Muhalefetin son günlerdeki saldırgan tavrına dikkat ediyor musunuz? Kantarın topuzunu iyice kaçırdılar. Saçma sapan matematik hesaplamalarına gülüp geçiyorduk ama işi darbe imalarına kadar getirdiler. İnsanın cinleri tepesine çıkıyor. Nasıl bir cüret... Ne biçim bir utanmazlık...
Siyaset yapan insanların darbe iması yapabiliyor olmasını aklım almıyor. Ama CHP'nin darbelerle olan kadim ilişkisini hepimiz biliyoruz. Çok da şaşırmamak lazım. Kendi söylemlerine onlar yakıştırdıktan sonra edecek fazla laf yok.
Ancak CHP'nin dozajı neden bu kadar yükselttiğine bakabiliriz. Demokrasicilik oyunu neden tek başına CHP'yi kesmez oldu? Öfke veya taktik nedenlerle olabilir ama her ikisi de hükümetin son dönemdeki performansıyla ciddi ilişkili.
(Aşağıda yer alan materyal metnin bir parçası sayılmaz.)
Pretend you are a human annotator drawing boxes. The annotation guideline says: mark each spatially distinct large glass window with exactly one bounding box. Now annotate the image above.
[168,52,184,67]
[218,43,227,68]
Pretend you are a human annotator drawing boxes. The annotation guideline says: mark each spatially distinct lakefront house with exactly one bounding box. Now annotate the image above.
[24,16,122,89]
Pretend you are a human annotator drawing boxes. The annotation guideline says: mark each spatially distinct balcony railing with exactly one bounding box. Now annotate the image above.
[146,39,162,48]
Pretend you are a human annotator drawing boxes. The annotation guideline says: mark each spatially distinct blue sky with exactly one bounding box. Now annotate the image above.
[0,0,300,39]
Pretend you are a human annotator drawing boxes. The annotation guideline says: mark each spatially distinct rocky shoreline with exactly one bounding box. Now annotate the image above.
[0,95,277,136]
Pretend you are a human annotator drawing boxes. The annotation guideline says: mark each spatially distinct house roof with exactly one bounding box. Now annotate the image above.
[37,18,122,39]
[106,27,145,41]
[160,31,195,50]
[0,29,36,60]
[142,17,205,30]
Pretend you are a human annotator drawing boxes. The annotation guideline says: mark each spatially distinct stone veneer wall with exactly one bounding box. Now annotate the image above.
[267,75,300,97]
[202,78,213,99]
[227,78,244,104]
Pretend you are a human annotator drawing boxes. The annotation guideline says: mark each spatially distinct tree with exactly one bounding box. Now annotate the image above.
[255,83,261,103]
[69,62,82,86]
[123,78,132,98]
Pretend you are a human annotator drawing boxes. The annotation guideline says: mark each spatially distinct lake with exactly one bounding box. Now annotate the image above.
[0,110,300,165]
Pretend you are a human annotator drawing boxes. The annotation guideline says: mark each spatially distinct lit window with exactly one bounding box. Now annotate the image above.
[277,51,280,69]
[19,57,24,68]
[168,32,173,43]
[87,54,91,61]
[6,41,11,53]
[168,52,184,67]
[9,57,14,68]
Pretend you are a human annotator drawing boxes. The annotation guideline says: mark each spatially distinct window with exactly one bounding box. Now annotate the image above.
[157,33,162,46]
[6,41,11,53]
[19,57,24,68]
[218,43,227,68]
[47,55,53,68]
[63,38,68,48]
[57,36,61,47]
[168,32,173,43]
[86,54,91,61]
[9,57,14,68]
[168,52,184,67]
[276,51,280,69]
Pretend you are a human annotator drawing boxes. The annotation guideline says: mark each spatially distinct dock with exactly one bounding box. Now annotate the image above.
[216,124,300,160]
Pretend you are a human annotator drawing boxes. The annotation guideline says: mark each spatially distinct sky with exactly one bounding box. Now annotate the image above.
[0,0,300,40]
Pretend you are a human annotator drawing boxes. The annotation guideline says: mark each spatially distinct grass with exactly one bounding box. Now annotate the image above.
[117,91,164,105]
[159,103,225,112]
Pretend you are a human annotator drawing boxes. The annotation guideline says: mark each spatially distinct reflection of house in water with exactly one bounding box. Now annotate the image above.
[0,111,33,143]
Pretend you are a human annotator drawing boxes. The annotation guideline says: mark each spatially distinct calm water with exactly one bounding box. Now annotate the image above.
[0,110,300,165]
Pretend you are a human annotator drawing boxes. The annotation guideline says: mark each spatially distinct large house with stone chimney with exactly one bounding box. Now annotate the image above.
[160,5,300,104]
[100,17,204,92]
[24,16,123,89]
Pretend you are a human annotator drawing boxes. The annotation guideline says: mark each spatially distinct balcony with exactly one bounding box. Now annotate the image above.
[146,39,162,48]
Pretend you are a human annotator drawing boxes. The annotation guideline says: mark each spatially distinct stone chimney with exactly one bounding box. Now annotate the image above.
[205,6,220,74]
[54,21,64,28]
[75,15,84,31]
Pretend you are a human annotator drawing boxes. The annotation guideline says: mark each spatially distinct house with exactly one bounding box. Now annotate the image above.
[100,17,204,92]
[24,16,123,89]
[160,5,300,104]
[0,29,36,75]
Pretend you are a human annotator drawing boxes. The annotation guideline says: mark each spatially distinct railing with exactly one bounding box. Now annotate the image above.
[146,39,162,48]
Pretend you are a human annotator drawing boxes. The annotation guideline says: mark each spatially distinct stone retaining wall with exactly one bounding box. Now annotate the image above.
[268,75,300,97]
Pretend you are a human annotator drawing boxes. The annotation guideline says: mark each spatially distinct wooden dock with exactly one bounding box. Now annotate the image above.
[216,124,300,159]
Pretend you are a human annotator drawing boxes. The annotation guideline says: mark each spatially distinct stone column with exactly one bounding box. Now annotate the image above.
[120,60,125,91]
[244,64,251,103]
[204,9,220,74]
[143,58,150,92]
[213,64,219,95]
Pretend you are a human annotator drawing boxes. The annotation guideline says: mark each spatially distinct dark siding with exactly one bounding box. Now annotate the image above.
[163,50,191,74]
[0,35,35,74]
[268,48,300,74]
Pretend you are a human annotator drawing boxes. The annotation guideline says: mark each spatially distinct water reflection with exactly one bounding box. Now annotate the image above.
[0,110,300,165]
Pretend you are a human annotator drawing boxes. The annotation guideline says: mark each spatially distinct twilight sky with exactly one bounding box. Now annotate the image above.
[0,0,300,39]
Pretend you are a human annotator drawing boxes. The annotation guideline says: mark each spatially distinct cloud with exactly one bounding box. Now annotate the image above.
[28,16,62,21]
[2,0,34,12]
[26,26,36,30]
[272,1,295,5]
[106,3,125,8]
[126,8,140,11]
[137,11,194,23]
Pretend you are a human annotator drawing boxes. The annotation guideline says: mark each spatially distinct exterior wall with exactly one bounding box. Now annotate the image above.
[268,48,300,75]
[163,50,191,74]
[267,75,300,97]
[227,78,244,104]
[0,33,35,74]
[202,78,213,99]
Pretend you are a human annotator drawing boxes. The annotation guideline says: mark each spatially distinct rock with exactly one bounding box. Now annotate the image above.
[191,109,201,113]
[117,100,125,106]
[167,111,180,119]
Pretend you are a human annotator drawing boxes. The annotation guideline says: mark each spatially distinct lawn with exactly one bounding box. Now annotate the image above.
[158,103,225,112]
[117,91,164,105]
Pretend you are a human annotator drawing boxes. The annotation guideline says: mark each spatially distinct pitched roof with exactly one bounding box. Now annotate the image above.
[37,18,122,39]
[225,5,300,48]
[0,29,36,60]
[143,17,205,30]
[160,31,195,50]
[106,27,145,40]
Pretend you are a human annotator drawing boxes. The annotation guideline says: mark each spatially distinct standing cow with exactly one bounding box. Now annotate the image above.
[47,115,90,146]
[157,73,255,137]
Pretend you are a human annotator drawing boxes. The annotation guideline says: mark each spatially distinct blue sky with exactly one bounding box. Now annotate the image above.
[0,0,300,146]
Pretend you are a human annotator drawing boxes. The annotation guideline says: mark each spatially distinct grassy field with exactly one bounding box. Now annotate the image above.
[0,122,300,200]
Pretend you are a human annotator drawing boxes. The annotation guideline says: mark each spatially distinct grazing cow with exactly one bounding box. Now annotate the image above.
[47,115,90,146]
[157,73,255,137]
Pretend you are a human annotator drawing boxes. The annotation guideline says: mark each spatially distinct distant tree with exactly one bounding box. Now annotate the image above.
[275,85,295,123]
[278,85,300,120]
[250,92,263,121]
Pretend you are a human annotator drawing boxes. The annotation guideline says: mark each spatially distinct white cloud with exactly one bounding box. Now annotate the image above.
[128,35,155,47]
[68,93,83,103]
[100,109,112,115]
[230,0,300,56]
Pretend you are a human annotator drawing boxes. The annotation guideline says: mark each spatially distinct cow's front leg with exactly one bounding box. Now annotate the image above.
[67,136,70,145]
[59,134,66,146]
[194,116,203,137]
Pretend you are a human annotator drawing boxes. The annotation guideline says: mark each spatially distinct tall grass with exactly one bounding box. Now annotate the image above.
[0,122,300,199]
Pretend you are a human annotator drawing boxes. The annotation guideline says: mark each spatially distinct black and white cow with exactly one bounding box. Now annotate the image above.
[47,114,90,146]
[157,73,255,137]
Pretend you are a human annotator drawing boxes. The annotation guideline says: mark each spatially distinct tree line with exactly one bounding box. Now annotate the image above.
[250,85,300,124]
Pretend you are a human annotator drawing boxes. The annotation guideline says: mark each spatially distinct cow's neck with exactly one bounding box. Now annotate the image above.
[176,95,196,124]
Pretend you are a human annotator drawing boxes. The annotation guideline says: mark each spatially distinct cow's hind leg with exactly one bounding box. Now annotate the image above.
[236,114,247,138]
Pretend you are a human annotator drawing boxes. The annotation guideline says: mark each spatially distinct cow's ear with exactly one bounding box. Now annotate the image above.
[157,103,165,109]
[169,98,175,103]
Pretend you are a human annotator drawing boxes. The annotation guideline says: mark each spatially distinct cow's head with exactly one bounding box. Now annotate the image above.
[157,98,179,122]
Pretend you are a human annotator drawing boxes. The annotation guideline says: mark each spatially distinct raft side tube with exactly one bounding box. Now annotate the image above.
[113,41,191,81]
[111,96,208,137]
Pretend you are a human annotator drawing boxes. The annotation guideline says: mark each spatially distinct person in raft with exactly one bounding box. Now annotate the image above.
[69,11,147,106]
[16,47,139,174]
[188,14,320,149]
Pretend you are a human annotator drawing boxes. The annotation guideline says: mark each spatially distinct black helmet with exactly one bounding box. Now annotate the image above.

Ya hükümetin kriz yönetim becerisi bunları çılgına çeviriyor ve kendilerini tutamıyorlar ya da bir taktik çerçevesinde gündemi değiştirip hükümetin salgını yönetme becerisini gölgelemek istiyorlar.
Korona salgını çerçevesinde tüm dünyadaki hükümetlerin zor günler yaşayacağını hepimiz bekliyorduk. Muhalefet de umudunu salgına bağlamıştı. Bu nedenledir "ölüm sayılarını hükümet gizliyor" diye kara propaganda yapmaları. "Daha çok insan öldü" demek için fırsat aradılar. Aralarında "niye daha çok insan ölmedi" diye üzülenlerin olduğuna da zırnık kadar şüphem yok.
Hükümetin ve özellikle sağlık sektörünün tıkır tıkır işlemesi bu ülkede hiçbir duygu yaratmadıysa yeniden bir güven tazelenmesine neden oldu. AK Parti iktidarlarının sağlık alanına yaptığı yatırımın boşa gitmediği görüldü. Şehir hastanelerine karşı yapılan kara propaganda çöktü. Bu tür krizleri idare etmede Erdoğan liderliğinin önemi yine ortaya çıktı. AK Parti hükümetlerinin icracı yönünün ne kadar güçlü olduğu bu sefer de Fahrettin Koca örneğinde görüldü.
Ne zaman iş algılardan gerçeklere, dedikodudan icraata dönerse muhalefet kaybediyor. Bu nedenle muhalefet icraatların değil saçma sapan gündemlerin konuşulmasını istiyor. Bu sefer eli de en yüksekten açtılar. Darbe imasıyla başladılar. Yeter ki, gündem karışsın. Yeter ki havanda su dövelim.
Bunlara cevap vermek bile bu oyunun içine sürüklenmek gibi geliyor bana. Algıları, karşı anlatılarla bozmaya çalışmanın bir anlamı yok. O zaman gürültü dışında bir sonuç çıkmıyor. Halbuki gerçekler yeterince ikna edicidir. Algının karşısına gerçekleri koyduğunuzda sis perdesi dağılır. Hükümetin salgına karşı başarılı performansının algılara kurban edilebileceğini hiç sanmıyorum. Bırakınız saçmalamaya devam etsinler. Şamatayla iş yapmaya çalışanların foyası bir şekilde dökülür.